June 10, 2025
June 11, 2025

Querying Apache Iceberg with Sub-Second Performance

June 10, 2025
June 11, 2025

Querying Apache Iceberg with Sub-Second Performance

No items found.

Listen to this article

Powered by NotebookLM
Listen to this article

As the industry is moving toward open table formats, Apache Iceberg is rapidly gaining popularity as the preferred technology to manage massive datasets in data lakes. By bringing ACID transactions to data lakes, it enables multiple systems to concurrently and safely operate on the same data without vendor lock-in. For someone using Iceberg, this opens up new ways to optimize latency and cost. You can mix-and-match different query engines and choose the best one for each workload. Today, we are adding Firebolt to the list of tools to work with your Iceberg tables, releasing a public preview of native support for querying Iceberg tables with the extreme performance and efficiency you've come to expect from us. 

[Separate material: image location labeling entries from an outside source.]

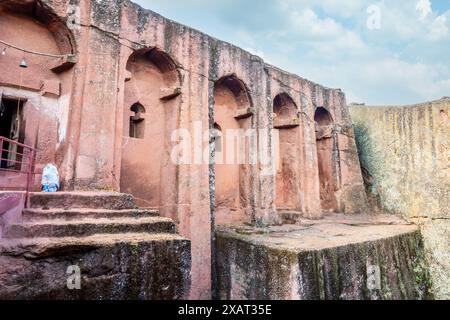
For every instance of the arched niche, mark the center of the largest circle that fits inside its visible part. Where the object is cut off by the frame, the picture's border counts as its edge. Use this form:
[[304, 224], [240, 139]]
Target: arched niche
[[325, 142], [232, 117], [286, 126], [151, 95], [37, 54]]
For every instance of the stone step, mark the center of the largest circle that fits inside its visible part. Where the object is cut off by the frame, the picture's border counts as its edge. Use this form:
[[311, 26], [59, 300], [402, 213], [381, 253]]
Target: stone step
[[87, 227], [77, 214], [113, 267], [92, 200], [290, 217]]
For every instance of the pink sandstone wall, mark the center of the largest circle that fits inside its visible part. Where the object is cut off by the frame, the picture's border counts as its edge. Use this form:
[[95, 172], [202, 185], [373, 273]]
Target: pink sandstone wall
[[85, 128]]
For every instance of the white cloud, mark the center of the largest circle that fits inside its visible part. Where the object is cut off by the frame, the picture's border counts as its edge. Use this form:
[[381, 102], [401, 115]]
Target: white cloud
[[439, 28], [424, 8]]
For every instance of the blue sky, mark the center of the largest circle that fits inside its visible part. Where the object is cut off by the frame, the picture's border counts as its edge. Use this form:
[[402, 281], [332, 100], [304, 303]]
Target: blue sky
[[403, 58]]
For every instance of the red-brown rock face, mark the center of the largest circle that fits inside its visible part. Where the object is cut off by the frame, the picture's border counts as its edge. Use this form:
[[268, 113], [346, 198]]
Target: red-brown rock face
[[138, 78]]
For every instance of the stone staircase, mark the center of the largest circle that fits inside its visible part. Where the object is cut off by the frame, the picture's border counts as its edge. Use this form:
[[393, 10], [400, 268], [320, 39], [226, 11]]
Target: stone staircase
[[123, 252]]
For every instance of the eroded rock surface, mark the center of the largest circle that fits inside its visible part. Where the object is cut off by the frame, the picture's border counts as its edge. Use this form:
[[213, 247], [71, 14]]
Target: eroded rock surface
[[323, 259]]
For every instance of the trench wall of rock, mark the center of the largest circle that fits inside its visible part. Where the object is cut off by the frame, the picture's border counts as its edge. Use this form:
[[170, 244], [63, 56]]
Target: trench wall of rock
[[404, 152]]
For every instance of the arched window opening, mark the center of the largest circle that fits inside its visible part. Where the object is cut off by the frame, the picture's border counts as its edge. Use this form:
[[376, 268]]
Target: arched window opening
[[217, 137], [285, 113], [326, 160], [137, 122]]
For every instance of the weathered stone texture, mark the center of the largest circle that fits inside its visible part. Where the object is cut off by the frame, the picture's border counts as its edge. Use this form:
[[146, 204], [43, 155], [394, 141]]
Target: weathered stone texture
[[83, 130], [404, 152], [123, 267], [322, 260]]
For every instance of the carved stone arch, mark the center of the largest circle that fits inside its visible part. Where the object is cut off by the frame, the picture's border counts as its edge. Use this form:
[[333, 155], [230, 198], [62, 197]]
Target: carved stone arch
[[233, 115], [153, 85], [327, 158], [166, 65], [285, 112]]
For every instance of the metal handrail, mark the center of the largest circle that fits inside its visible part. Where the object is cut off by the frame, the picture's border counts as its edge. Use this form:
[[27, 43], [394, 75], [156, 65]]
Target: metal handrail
[[25, 161]]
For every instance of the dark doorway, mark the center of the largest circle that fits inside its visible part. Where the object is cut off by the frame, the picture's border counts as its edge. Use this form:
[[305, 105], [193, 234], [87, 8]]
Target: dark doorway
[[11, 127]]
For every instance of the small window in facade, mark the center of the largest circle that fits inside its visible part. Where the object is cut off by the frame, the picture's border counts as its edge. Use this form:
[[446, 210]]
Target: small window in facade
[[217, 135], [137, 122]]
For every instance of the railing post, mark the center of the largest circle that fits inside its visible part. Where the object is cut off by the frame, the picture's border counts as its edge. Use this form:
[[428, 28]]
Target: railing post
[[29, 175]]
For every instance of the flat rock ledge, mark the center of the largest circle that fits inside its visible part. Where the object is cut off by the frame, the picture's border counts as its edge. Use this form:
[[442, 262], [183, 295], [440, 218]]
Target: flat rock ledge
[[336, 258], [113, 266]]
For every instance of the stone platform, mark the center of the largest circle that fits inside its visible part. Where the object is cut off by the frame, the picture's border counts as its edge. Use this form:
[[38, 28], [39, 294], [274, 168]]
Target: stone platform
[[122, 252], [332, 258]]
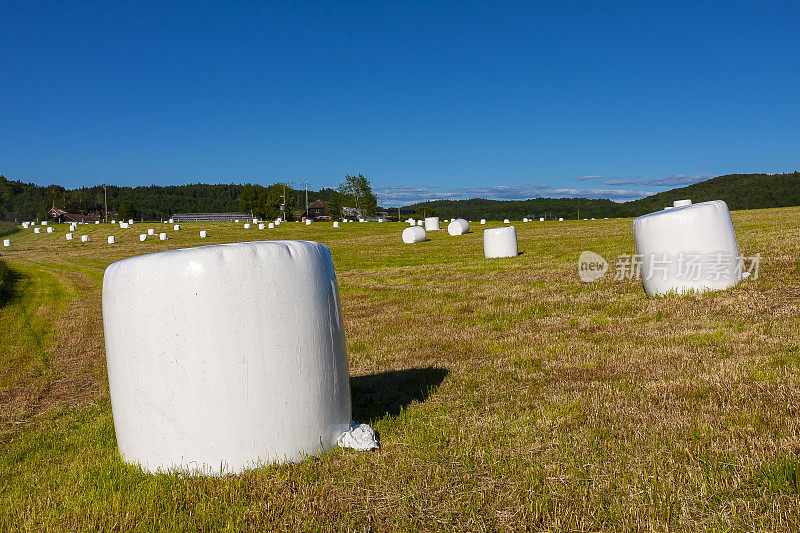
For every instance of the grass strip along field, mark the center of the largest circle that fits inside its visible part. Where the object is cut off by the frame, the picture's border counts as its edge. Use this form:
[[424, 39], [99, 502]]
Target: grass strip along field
[[507, 393]]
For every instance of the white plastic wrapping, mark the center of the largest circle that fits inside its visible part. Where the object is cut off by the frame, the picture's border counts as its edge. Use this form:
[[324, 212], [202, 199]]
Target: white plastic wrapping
[[413, 234], [500, 242], [687, 248], [431, 223], [201, 380], [458, 226]]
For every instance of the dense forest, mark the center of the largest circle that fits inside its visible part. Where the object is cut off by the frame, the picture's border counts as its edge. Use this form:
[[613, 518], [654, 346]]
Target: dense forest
[[26, 201]]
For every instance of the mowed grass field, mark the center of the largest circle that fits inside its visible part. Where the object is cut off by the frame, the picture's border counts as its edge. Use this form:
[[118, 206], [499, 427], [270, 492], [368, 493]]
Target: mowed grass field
[[507, 394]]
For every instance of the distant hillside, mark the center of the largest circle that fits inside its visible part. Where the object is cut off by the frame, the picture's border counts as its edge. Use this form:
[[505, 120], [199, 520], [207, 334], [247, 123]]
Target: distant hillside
[[26, 201], [739, 191]]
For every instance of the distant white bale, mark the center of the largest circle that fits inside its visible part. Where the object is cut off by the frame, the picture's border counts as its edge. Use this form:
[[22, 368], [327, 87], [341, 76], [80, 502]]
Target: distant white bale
[[689, 248], [413, 234], [199, 381], [500, 242], [458, 226]]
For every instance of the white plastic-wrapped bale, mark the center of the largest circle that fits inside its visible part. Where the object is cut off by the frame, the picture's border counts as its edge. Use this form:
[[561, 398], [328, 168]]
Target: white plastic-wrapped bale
[[236, 391], [689, 248], [413, 234], [458, 226], [500, 242], [431, 223]]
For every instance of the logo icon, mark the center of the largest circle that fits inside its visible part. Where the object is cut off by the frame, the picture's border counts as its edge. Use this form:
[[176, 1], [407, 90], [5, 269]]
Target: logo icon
[[591, 266]]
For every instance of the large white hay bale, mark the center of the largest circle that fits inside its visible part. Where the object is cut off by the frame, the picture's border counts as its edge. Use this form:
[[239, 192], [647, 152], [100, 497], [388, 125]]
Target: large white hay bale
[[500, 242], [458, 226], [431, 223], [201, 381], [413, 234], [689, 248]]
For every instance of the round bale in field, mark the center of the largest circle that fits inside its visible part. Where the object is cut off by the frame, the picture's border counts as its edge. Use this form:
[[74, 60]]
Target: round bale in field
[[413, 234], [234, 391], [500, 242], [691, 247], [458, 226]]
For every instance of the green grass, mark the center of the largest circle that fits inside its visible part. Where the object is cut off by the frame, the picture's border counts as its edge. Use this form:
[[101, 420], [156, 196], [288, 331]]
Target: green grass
[[507, 394]]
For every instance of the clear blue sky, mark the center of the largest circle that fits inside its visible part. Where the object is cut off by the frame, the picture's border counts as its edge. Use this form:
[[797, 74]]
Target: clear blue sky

Iceberg emerged as an open table format for large-scale batch processing. This means that it wasn't optimized for low latency. Yet being able to deliver low-latency analytics has become essential to serve many modern data applications. At the moment, this means that people have to ingest a copy of their Iceberg tables into low-latency query accelerators. This blog post gives a deep dive on the work we're doing at Firebolt to bring low latency and high performance directly on top of your Iceberg tables.

The Elephant in the Room: Why is Low Latency on Iceberg So Hard?

Querying Iceberg tables with the speed needed for interactive analytics or AI-driven exploration runs into a few common roadblocks:

Metadata Overhead: Iceberg's architecture involves a hierarchy of metadata: a catalog points to the current metadata file, which points to a manifest list, which in turn points to manifest files that finally track the actual data files. Each step in traversing this hierarchy, especially over a network to cloud storage, introduces latency. For large tables with many partitions and files, this can easily sum up to multiple seconds before even touching the data. But even for smaller tables, object storage latency and the sheer number of hops means this can easily add 0.5 seconds to every query.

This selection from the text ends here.